Mit Solidarität und Zusammenhalt ins neue Jahr

Ein außergewöhnliches Jahr geht zu Ende. Virus, Lockdowns, Verzicht auf Freiheiten und Hobbies, Einschränkungen im öffentlichen Raum und Kontrollen auf der einen Seite, Solidarität, Zusammenhalt, Kampf gegen Rassismus und für mehr Löhne auf der anderen Seite.

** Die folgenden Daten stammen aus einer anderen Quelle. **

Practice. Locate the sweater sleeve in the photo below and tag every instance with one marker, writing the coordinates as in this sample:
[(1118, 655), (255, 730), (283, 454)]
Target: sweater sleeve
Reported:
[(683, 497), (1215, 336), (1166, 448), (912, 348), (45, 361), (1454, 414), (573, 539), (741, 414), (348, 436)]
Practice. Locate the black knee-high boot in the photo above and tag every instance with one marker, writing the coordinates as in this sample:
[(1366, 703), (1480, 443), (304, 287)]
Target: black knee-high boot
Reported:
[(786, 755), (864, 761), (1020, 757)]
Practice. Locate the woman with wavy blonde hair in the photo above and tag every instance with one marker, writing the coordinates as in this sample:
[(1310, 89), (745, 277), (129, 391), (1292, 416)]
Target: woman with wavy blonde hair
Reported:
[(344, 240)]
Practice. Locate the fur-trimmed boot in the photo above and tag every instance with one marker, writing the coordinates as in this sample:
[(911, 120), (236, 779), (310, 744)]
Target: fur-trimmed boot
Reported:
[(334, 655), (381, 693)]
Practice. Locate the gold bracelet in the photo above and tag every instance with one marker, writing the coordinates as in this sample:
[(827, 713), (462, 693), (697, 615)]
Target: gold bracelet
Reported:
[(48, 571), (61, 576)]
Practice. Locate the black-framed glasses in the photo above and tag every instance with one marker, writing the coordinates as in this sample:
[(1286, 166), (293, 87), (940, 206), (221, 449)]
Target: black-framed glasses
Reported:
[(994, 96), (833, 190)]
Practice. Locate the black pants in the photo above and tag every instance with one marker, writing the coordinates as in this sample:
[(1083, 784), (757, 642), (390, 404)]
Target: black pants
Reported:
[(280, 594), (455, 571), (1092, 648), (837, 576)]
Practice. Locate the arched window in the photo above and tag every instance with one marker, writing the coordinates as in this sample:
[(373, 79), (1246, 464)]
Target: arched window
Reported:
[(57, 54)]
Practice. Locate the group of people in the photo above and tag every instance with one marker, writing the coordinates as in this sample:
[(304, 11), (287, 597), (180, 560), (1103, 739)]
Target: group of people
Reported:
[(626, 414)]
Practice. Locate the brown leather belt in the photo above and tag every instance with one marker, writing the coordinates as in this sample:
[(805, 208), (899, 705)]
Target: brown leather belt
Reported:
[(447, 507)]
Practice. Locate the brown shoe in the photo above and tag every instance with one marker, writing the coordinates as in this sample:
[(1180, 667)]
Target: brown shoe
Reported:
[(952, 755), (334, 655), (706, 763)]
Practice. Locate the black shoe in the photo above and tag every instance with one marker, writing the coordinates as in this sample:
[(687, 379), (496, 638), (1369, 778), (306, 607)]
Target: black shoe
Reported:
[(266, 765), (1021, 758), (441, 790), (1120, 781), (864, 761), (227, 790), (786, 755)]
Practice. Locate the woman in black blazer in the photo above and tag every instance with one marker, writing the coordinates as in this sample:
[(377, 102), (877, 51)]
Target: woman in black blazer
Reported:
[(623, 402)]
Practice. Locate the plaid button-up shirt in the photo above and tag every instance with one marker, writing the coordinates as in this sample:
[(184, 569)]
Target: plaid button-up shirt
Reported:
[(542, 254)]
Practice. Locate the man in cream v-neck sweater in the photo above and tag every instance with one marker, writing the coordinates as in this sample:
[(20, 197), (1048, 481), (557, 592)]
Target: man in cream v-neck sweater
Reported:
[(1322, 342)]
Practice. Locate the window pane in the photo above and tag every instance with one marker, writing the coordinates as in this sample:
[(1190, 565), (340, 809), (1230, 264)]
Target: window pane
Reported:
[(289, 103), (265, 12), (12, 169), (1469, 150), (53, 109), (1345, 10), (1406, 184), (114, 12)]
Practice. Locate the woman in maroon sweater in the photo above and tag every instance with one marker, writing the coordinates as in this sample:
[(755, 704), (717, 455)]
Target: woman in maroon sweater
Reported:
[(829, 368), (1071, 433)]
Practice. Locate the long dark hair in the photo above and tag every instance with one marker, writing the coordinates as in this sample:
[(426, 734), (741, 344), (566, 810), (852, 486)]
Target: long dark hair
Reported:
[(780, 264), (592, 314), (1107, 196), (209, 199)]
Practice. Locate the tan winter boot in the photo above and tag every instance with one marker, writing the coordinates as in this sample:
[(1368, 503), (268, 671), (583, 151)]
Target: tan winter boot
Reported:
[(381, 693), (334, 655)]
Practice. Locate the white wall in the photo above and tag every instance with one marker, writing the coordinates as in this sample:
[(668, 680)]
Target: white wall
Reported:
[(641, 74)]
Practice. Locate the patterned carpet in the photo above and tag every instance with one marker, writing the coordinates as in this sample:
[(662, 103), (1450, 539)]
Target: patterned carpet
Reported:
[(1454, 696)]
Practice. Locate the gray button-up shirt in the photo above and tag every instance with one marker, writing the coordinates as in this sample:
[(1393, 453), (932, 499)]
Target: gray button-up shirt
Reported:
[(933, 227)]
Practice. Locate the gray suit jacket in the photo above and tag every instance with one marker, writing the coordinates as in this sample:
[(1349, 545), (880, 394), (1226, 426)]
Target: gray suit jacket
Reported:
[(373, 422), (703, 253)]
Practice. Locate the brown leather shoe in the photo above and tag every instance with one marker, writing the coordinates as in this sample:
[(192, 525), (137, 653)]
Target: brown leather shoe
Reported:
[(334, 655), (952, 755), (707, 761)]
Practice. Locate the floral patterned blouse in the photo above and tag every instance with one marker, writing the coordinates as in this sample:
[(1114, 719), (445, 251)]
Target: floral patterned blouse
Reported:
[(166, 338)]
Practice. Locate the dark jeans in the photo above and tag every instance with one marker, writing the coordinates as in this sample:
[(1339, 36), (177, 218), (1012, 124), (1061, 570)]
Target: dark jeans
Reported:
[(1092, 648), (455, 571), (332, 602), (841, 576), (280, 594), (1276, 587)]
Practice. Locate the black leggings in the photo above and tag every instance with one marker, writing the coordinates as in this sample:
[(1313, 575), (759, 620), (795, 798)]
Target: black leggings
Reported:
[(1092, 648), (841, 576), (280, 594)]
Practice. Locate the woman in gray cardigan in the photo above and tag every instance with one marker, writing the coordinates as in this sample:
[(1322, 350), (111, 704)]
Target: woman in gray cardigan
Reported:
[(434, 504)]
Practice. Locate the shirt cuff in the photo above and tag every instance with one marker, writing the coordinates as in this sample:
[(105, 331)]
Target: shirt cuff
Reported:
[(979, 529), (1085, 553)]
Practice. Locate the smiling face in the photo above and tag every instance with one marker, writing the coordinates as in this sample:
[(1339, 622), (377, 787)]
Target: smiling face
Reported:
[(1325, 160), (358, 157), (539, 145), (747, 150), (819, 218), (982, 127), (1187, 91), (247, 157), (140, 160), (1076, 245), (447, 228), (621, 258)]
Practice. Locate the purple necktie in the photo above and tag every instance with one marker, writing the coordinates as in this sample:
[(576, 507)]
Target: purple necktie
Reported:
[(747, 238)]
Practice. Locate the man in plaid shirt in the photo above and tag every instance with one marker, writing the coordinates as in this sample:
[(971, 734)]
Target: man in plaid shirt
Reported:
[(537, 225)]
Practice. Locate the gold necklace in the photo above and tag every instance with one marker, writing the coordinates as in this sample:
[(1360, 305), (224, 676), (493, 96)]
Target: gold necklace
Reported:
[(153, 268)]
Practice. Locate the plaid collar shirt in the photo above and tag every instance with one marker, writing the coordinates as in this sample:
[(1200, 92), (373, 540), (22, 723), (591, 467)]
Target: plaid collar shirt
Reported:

Neue Präsidenten kamen oder alte wurden abgewählt, neue kriegerische Konflikte entstanden kaum (was nicht bedeutet, dass existierende Konflikte nicht fortgeführt wurden oder verschiedene Parteien kurz vor militärischen Auseinandersetzungen standen, so z.B. Griechenland und die Türkei). Im Frühjahr konnte man sogar in Innenstädten oft und tief einatmen, ohne Abluft-Hustenattacken zu bekommen. Familien mit kleinen Kindern lernten den Alltag neu zu planen und Eltern lernten, was es heißt, Erzieherin, Lehrerin oder Freundin zu sein. Homeoffice und Videokonferenzen wurden Teil von alltäglicher Arbeit und werden nicht mehr wegzudenken sein. Währenddessen versammelte man sich abends für Pfleger, Putzkräfte und Kassiererinnen auf Balkonen und klatschte aus Solidarität. Dass man von Applaus nicht satt wird, lernten die sogenannten „systemrelevanten“ Berufsausüber spätestens dann, als Arbeitgeber sich weigerten mehr Lohn zu zahlen und Medien es als verantwortungslos bezeichneten, wie man zu Zeiten von Pandemien streiken könne. Seien doch alle im gleichen Boot und müssten alle gemeinsam da durch. Nur dass diejenigen mit BMW-Aktien halt in der privaten Luxusjacht sitzen und vom Staat bedient werden, während sich die Putzfrau für den zweiten Job umziehen muss und alle anderen sich an Deck zusammenpferchen mussten.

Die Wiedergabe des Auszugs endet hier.